Reconnaissance faciale : arrêté par erreur, il porte plainte contre la police

À Detroit, un homme poursuit la police pour l’avoir arrêté à tort sur la base de la reconnaissance faciale. Le parti pris de l’IA et une mauvaise photo source ont donné lieu à cette fausse accusation.

Rappel des faits

Le département de police de Detroit a arrêté Robert Williams en 2019 après avoir examiné les images d’un vol à l’étalage. Un détective a utilisé la technologie de reconnaissance faciale sur une image pixélisée de la vidéo, et le système a signalé Williams comme une correspondance potentielle sur la base d’une photo de permis de conduire. Mais comme le note le procès, la reconnaissance faciale est souvent biaisée, en particulier avec les sujets noirs et à cause d’une image de mauvaise qualité. 

Par la suite, le département de la police a présenté une série de photos, incluant celle de Williams, à un agent de sécurité qui n’avait pas réellement été témoin du vol. Lorsque celui-ci a désigné Robert Williams comme suspect, la police a pu obtenir un mandat d’arrêt. Suite à quoi, William a été arrêté et a passé 30 heures dans un centre de détention.

Une plainte déposée par l’ACLU

L’ACLU (American Civil Liberties Union ou Union américaine des libertés civiles) a intenté une action au nom de Robert Williams, qu’elle qualifie de première personne américaine arrêtée à tort sur la base de la reconnaissance faciale.
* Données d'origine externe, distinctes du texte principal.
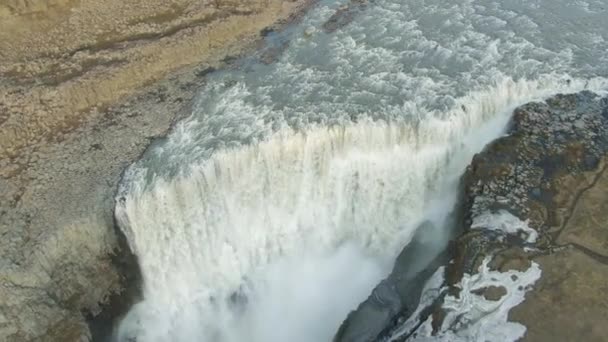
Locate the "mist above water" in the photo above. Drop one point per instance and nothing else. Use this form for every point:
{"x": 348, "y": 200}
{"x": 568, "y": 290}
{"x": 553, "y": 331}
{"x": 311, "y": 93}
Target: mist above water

L’ACLU affirme que la police de Detroit a utilisé la reconnaissance faciale dans des circonstances dont elle aurait dû savoir qu’elle produirait des résultats peu fiables, puis a omis de façon malhonnête de mentionner les lacunes du système. La mauvaise qualité de l’image, le parti pris racial connu des systèmes de reconnaissance en font partie.

Une enquête bâclée

Le ministère lui-même a reconnu que l’arrestation de Williams était fondée sur un travail d’enquête bâclé et d’autres erreurs. Mais la plainte souligne que cet incident n’est pas un cas isolé, indiquant une deuxième arrestation injustifiée impliquant un homme noir mal identifié par un dispositif de reconnaissance faciale. Cet homme, Michael Oliver, a aussi poursuivi le département l’année dernière. En dehors de Detroit, un autre homme noir a aussi intenté une action en justice pour une arrestation injustifiée basée sur la reconnaissance faciale.

Des milliers d’organismes chargés de l’application de la loi auraient utilisé une technologie de reconnaissance faciale pour identifier les suspects. Mais les polémiques doublées de réaction brutales ont conduit plusieurs villes à interdire cette pratique, tandis que Microsoft, IBM et Amazon se sont engagés à ne pas mettre leurs systèmes à disposition de la police.